To put it more simply, it looks like this:

So why is muscular movement so important? The basic idea behind arm movement writing is that by training large muscles to make comparatively small gestures, a penman will ultimately be able to write relatively rapidly for long periods of time without tiring. Arm movement is also crucial for producing rhythmic, evenly-spaced strokes, but we'll get to that later...

How it Works

The following series of videos is intended more as a demonstration of how the shoulder and elbow joints work together in this technique, rather than as a comprehensive lesson on how to practice it (though that may come in future posts.) Certainly, there are as many ways to go about acquiring a good muscular movement as there are individual penmen, and this is just one example. (Please note that this is a right-hander's perspective!)

Starting Out

Begin by finding your position at the desk. I will avoid going into too much detail here as there are superior explanations of this in most business penmanship manuals. I highly recommend F.W. Tamblyn's Home Instructor in Penmanship (p. 9) 

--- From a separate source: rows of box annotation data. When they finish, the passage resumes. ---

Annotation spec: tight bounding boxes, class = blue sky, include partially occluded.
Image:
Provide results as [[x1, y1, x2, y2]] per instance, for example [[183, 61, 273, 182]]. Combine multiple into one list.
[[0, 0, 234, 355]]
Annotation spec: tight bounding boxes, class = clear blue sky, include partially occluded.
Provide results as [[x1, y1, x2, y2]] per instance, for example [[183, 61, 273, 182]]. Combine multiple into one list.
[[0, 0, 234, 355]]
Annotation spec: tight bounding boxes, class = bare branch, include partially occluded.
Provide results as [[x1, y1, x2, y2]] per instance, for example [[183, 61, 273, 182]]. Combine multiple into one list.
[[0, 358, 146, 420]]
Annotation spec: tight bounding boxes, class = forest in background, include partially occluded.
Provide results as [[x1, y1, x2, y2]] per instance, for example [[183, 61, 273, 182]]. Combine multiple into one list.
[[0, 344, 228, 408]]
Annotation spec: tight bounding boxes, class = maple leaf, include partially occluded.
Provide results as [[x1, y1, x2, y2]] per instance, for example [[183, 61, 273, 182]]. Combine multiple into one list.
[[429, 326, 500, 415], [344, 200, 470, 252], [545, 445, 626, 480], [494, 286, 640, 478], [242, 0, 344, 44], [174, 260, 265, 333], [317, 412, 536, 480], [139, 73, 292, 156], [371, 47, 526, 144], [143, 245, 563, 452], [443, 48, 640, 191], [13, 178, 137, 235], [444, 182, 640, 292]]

Here are a few basic things I find helpful to remember when beginning a writing session:

1) Sit with your body parallel to the desk.

2) Rest both arms naturally on the desk so they form an approximate right angle with each other.

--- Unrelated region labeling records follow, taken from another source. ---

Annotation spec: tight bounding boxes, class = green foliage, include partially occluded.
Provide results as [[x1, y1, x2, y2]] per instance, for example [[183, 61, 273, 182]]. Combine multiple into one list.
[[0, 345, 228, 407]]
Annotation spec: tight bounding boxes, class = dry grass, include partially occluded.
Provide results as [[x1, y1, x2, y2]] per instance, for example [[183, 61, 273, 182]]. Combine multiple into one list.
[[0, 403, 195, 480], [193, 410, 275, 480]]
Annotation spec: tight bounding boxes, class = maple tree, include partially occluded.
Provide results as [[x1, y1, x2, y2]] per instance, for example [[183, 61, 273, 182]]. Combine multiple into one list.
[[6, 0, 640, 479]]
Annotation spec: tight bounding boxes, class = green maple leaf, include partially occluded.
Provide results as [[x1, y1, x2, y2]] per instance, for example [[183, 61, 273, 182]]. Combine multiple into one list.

3) Keep both elbows off the edge of the desk. 

4) Angle your paper slightly to the left—this will help with writing across the page and maintaining your slant.

Writing position_wide.png
Writing position_close.PNG

I will save the topic of pen-hold for another post! I will say, however, that the movement technique demonstrated here was intended to work with the "knuckles-up" pen-hold described in penmanship texts of the day.

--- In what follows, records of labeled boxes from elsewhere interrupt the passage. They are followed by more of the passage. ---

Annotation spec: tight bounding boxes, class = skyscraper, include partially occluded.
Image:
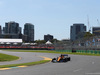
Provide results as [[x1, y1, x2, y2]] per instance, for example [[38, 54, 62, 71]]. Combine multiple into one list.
[[0, 21, 22, 38], [70, 24, 86, 41], [92, 27, 100, 35], [24, 23, 34, 42], [3, 21, 21, 34]]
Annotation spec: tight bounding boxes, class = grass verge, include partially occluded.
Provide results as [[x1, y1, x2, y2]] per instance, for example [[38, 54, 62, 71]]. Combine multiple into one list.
[[0, 60, 50, 68], [6, 50, 100, 56], [0, 53, 19, 62]]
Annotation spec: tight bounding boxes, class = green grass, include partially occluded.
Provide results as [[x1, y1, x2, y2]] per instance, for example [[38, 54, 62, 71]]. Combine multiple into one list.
[[0, 53, 19, 62], [0, 60, 50, 68]]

Ok, time to start writing!

The Forearm Hinge

With the pen on the paper, let your forearm swing back and forth from the elbow. Because of the relative paper angle, the strokes produced will be at a shallow upward angle from the baseline. This is the lateral component of muscular movement that allows us to produce connective strokes and glide unencumbered across the page.

Creating the Composite Movement

Beginning again with the lateral forearm movement, make an upward curve from the baseline. As the angle of the curve increases, notice how the movement naturally transitions to a forward-back motion of the upper arm from the shoulder, while still retaining a slight extension/retraction of the elbow hinge.

The Push-Pull and Oval

The very top portion of this curve lies along the writing slant. This is where the primary "engine" of muscular movement writing is engaged. In this zone, the upper arm is rocking forward and back, pivoting on the large muscle of the forearm. The rocking motion moves the pen straight up and down on the page while the elbow hinge provides just enough lateral motion to keep the pen tracing on the slant. This gesture is what we often refer to as the "push-pull." 

Notice that as I transition from the push-pull to an oval, the rocking of the upper arm very subtly expands to a rolling motion. I find it helpful to think of both the push-pull and oval as being of essentially the same movement. The seamless transition between the two gestures is what allows us to execute fluid business penmanship.